Filter
Reset
Sort ByRelevance
vegetarianvegetarian
Reset
  • Ingredients
  • Diets
  • Allergies
  • Nutrition
  • Techniques
  • Cuisines
  • Time
Without


Legumes: Health Benefits and Nutritional Value

  1. Legume is a collective name for vegetables consisting of two carpels in which seeds grow. Legumes belong to the same family, namely legumes. Legumes, such as brown, white, and black beans, capuchins, plover beans (borlotti), lima beans, lentils, chickpeas, kidney beans and soybeans, are very rich in nutrients, low in calories and high in protein. In addition, legumes provide vitamins B1, B6 and folic acid.
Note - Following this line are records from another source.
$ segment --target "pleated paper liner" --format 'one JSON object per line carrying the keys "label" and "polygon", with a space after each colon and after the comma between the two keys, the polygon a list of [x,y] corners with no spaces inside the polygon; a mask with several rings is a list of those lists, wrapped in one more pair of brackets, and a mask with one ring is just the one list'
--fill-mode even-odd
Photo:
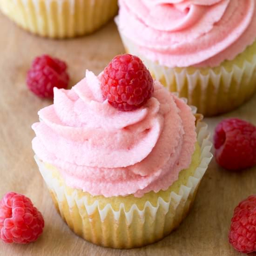
{"label": "pleated paper liner", "polygon": [[[192,109],[195,114],[196,108]],[[95,244],[128,249],[156,242],[176,228],[191,206],[212,157],[207,126],[200,121],[200,115],[197,117],[198,161],[193,174],[188,175],[185,179],[184,177],[180,178],[179,175],[175,182],[178,186],[175,189],[172,185],[166,191],[155,193],[156,202],[148,200],[142,206],[139,202],[143,200],[145,195],[138,199],[130,195],[129,198],[133,199],[127,200],[125,200],[126,197],[118,196],[118,201],[113,200],[114,197],[103,196],[94,199],[88,193],[68,187],[56,168],[43,162],[36,155],[35,159],[55,206],[70,229]],[[188,169],[182,172],[186,175]],[[128,207],[130,200],[136,202]]]}
{"label": "pleated paper liner", "polygon": [[[118,18],[115,21],[118,26]],[[137,45],[119,33],[127,53],[140,57],[154,78],[187,98],[205,116],[234,109],[256,91],[256,41],[234,60],[216,67],[170,68],[147,59]]]}
{"label": "pleated paper liner", "polygon": [[18,25],[54,38],[91,33],[117,12],[117,0],[0,0],[0,10]]}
They are good for intestinal health and your cholesterol levels and their high potassium level lowers blood pressure. Legumes therefore play an important role in the low-fat, meatless or vegetable diet. They are also part of many popular stews and are an ideal accompaniment to fish and meat.

What are legumes?

  1. Two carpels Legumes are one of the largest plant families in the world: there are more than 20,000 species in total. These are vegetables that consist of two carpels in which seeds grow. Peas, beans, lentils and soy are some of the best-known legumes, but peanuts and lupins are also, although peanuts (according to the Nutrition Center) are still counted among the nuts. Lupine in particular, which has been used mainly as animal feed up to now, has expanded enormously since the 1910s. It is particularly valuable because of its nutritional value because it contains up to 40% protein and many minerals and fiber

Nutritional value of legumes

  1. Lots of useful nutrients Legumes are very nutritious. In particular, they contain protein, a lot of fiber, minerals (such as iron)

Flatulence from legumes?

  1. Many people are skeptical of legumes because they are known to cause flatulence. These arise from the fact that hard-to-digest carbohydrates from the legumes pass into the intestine where they are broken down by bacteria, leading to the formation of gas. But if you regularly eat beans, lentils and the like, the body gets used to it and the bloating stops

Preparing and storing legumes

  1. Most legumes should be cooked before consumption. To reduce cooking time, it should be soaked overnight in cold water before boiling. It can be boiled in the soaking water that contains nutrients. For all legumes: only salt them at the end of cooking, otherwise they will not soften. Their hard-to-digest carbohydrates cause flatulence in many people, which can be alleviated with the addition of caraway or anise. Legumes should always be kept in an opaque packaging and dark, otherwise they will lose vitamins and flavor.